He waited breathlessly for her answer.
“I won’t wreck both our lives by marrying again without love on my side,” she replied, firmly.
“I will take the risk,” he said. “You have loved me; you will love me again. You are crushed and dazed now with brooding over this—this trouble, but—”
“But I will not allow you to take the risk,” Kathleen answered. “What sort of woman should I be to be willing again to live with a man I don’t love? I have come to know that there are things one owes to one’s self. Self-respect is one of them. I don’t know how it has come to be so, but all my old feeling for you has gone. It is as though it had burned itself out. I will not offer gray ashes to any man.”
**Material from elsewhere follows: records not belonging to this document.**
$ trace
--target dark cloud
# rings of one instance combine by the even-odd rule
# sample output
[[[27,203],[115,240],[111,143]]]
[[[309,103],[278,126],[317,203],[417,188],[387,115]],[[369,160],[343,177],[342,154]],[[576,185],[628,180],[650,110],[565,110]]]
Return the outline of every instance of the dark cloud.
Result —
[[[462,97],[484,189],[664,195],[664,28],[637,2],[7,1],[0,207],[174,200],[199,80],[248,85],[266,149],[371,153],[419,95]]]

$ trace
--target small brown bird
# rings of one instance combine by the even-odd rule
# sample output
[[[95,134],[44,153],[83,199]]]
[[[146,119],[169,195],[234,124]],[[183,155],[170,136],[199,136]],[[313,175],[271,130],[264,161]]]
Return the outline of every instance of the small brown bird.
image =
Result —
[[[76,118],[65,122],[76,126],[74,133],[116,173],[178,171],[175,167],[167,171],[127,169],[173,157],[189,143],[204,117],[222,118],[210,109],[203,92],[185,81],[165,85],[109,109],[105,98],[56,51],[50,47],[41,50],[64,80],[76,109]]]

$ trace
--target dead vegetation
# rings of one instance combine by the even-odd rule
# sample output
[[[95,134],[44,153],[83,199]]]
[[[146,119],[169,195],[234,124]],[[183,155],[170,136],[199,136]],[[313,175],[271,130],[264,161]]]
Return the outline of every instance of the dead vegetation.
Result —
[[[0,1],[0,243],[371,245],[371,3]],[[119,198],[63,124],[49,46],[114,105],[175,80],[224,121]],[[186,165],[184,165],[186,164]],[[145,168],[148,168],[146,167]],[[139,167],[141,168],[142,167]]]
Broomhurst, looking up at her pale, set face, knew that her words were final, and turned his own aside with a groan.
“Ah,” cried Kathleen, with a little break in her voice, “don’t! Go away, and be happy and strong, and all that I loved in you. I am so sorry—so sorry to hurt you. I—” her voice faltered miserably; “I—I only bring trouble to people.”
There was a long pause.
“Did you never think that there is a terrible vein of irony running through the ordering of this world?” she said, presently. “It is a mistake to think our prayers are not answered—they are. In due time we get our heart’s desire—when we have ceased to care for it.”
“I haven’t yet got mine,” Broomhurst answered, doggedly, “and I shall never cease to care for it.”
She smiled a little, with infinite sadness.